= Patrick von Kalckreuth =

German maritime painter

Patrick von Kalckreuth (1892–1970), born Patrick Dunbar, was a leading German maritime painter.

He was the son of a German naval officer. After a brief career as a seaman, he enrolled in the Prussian Academy of Arts in Berlin and studied with the German painter Hugo Schnars-Alquist.

Kalckreuth lived in both Düsseldorf and Berlin, but frequently spent summers by the North Sea in Cuxhaven. His works generally feature scenes from the North Sea, both scenes of waves crashing along beaches and ships at sea. Kalckreuth's early works, primarily of ships at sea, are heavily influenced by Schnars-Alquist. Later in his career, he focused more on the sea itself, frequently painting seascapes highlighted by crashing waves and sunsets.

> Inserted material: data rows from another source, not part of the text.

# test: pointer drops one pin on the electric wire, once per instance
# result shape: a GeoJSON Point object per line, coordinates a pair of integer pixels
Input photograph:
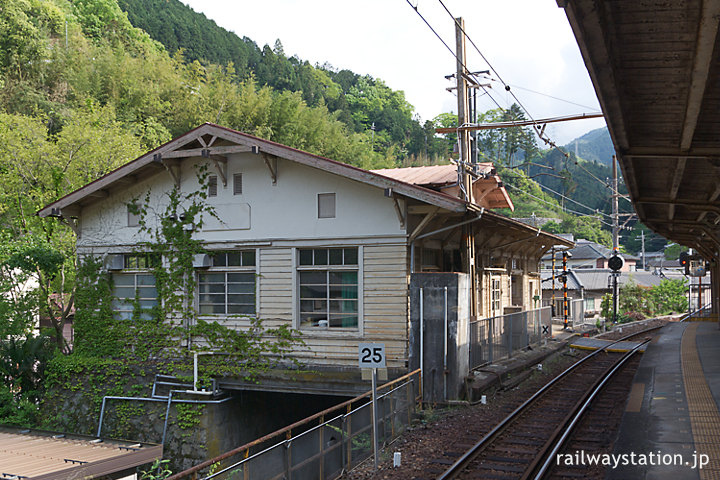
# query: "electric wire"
{"type": "Point", "coordinates": [547, 140]}
{"type": "Point", "coordinates": [564, 209]}
{"type": "Point", "coordinates": [543, 94]}
{"type": "Point", "coordinates": [594, 210]}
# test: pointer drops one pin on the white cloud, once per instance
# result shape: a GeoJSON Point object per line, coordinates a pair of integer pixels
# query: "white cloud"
{"type": "Point", "coordinates": [528, 42]}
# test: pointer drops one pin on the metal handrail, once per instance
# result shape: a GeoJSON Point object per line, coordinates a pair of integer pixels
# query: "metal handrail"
{"type": "Point", "coordinates": [286, 430]}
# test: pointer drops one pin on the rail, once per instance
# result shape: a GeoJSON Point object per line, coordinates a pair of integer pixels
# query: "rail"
{"type": "Point", "coordinates": [468, 456]}
{"type": "Point", "coordinates": [340, 440]}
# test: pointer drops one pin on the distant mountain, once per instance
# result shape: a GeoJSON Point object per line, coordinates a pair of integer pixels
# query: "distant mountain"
{"type": "Point", "coordinates": [594, 146]}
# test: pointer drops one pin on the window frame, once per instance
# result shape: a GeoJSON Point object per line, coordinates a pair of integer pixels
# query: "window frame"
{"type": "Point", "coordinates": [297, 269]}
{"type": "Point", "coordinates": [134, 265]}
{"type": "Point", "coordinates": [229, 269]}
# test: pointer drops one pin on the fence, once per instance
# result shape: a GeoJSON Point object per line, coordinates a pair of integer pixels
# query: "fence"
{"type": "Point", "coordinates": [341, 439]}
{"type": "Point", "coordinates": [495, 338]}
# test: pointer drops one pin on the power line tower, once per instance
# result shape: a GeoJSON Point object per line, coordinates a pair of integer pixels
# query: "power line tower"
{"type": "Point", "coordinates": [464, 164]}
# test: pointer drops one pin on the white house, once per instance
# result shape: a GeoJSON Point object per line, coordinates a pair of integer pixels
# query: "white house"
{"type": "Point", "coordinates": [305, 241]}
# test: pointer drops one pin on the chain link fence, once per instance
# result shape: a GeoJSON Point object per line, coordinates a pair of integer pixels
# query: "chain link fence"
{"type": "Point", "coordinates": [323, 446]}
{"type": "Point", "coordinates": [495, 338]}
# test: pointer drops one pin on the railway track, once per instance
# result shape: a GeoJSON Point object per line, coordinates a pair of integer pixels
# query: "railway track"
{"type": "Point", "coordinates": [525, 443]}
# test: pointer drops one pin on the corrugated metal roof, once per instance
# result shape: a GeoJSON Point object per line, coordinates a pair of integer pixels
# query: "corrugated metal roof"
{"type": "Point", "coordinates": [430, 175]}
{"type": "Point", "coordinates": [42, 455]}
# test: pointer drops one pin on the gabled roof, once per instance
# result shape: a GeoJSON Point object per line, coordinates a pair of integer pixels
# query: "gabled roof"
{"type": "Point", "coordinates": [488, 190]}
{"type": "Point", "coordinates": [587, 250]}
{"type": "Point", "coordinates": [215, 142]}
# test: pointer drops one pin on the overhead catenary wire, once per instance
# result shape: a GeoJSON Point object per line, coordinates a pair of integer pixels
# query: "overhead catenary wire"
{"type": "Point", "coordinates": [537, 130]}
{"type": "Point", "coordinates": [594, 210]}
{"type": "Point", "coordinates": [564, 209]}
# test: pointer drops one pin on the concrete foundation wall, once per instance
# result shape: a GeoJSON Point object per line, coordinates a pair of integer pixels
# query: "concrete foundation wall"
{"type": "Point", "coordinates": [445, 333]}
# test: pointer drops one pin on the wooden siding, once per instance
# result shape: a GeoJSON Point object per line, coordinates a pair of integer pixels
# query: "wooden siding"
{"type": "Point", "coordinates": [384, 306]}
{"type": "Point", "coordinates": [276, 284]}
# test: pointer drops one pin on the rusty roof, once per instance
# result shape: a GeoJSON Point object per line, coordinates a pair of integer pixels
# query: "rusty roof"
{"type": "Point", "coordinates": [37, 455]}
{"type": "Point", "coordinates": [431, 175]}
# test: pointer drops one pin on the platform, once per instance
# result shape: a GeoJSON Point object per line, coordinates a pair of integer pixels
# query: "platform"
{"type": "Point", "coordinates": [671, 422]}
{"type": "Point", "coordinates": [591, 343]}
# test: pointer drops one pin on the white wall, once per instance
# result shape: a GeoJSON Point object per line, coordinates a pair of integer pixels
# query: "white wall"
{"type": "Point", "coordinates": [285, 211]}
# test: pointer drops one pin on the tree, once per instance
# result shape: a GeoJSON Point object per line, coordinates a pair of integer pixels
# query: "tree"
{"type": "Point", "coordinates": [670, 296]}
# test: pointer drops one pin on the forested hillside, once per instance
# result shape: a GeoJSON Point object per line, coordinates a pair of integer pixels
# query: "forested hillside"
{"type": "Point", "coordinates": [594, 146]}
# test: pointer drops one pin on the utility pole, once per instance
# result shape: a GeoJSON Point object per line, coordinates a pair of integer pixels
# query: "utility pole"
{"type": "Point", "coordinates": [642, 239]}
{"type": "Point", "coordinates": [616, 234]}
{"type": "Point", "coordinates": [468, 234]}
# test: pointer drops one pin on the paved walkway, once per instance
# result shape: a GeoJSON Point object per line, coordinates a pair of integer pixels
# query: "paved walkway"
{"type": "Point", "coordinates": [671, 424]}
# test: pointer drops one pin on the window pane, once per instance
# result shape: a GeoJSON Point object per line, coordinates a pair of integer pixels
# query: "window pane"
{"type": "Point", "coordinates": [242, 298]}
{"type": "Point", "coordinates": [340, 291]}
{"type": "Point", "coordinates": [336, 256]}
{"type": "Point", "coordinates": [351, 256]}
{"type": "Point", "coordinates": [147, 292]}
{"type": "Point", "coordinates": [313, 278]}
{"type": "Point", "coordinates": [123, 280]}
{"type": "Point", "coordinates": [212, 277]}
{"type": "Point", "coordinates": [343, 321]}
{"type": "Point", "coordinates": [219, 259]}
{"type": "Point", "coordinates": [305, 257]}
{"type": "Point", "coordinates": [212, 298]}
{"type": "Point", "coordinates": [234, 259]}
{"type": "Point", "coordinates": [346, 278]}
{"type": "Point", "coordinates": [241, 278]}
{"type": "Point", "coordinates": [248, 258]}
{"type": "Point", "coordinates": [146, 279]}
{"type": "Point", "coordinates": [211, 288]}
{"type": "Point", "coordinates": [310, 306]}
{"type": "Point", "coordinates": [343, 306]}
{"type": "Point", "coordinates": [313, 291]}
{"type": "Point", "coordinates": [320, 256]}
{"type": "Point", "coordinates": [125, 292]}
{"type": "Point", "coordinates": [241, 288]}
{"type": "Point", "coordinates": [242, 309]}
{"type": "Point", "coordinates": [312, 319]}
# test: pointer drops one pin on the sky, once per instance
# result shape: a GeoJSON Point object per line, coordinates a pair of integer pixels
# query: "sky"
{"type": "Point", "coordinates": [528, 43]}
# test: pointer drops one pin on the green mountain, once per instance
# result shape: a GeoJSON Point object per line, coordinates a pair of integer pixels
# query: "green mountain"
{"type": "Point", "coordinates": [363, 103]}
{"type": "Point", "coordinates": [595, 146]}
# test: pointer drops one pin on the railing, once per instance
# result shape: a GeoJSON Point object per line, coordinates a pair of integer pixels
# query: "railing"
{"type": "Point", "coordinates": [340, 440]}
{"type": "Point", "coordinates": [495, 338]}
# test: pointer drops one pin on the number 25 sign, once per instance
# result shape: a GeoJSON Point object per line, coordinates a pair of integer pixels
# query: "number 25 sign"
{"type": "Point", "coordinates": [371, 355]}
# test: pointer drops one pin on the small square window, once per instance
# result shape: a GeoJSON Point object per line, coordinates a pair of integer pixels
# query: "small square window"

After his father's death, his mother remarried Richard von Kalckreuth in 1931. His stepfather adopted Patrick, despite him being aged almost forty, and as a result he changed his last name. Thus, early works of Kalckreuth are signed as Patrick Dunbar, whereas his paintings after 1931 are signed as Patrick von Kalckreuth.

Considered a master maritime painter, his paintings are displayed in several museums and galleries in Hamburg and in the North of Germany, including the Historiches Museum in Bremerhaven.

Patrick von Kalckreuth died in 1970.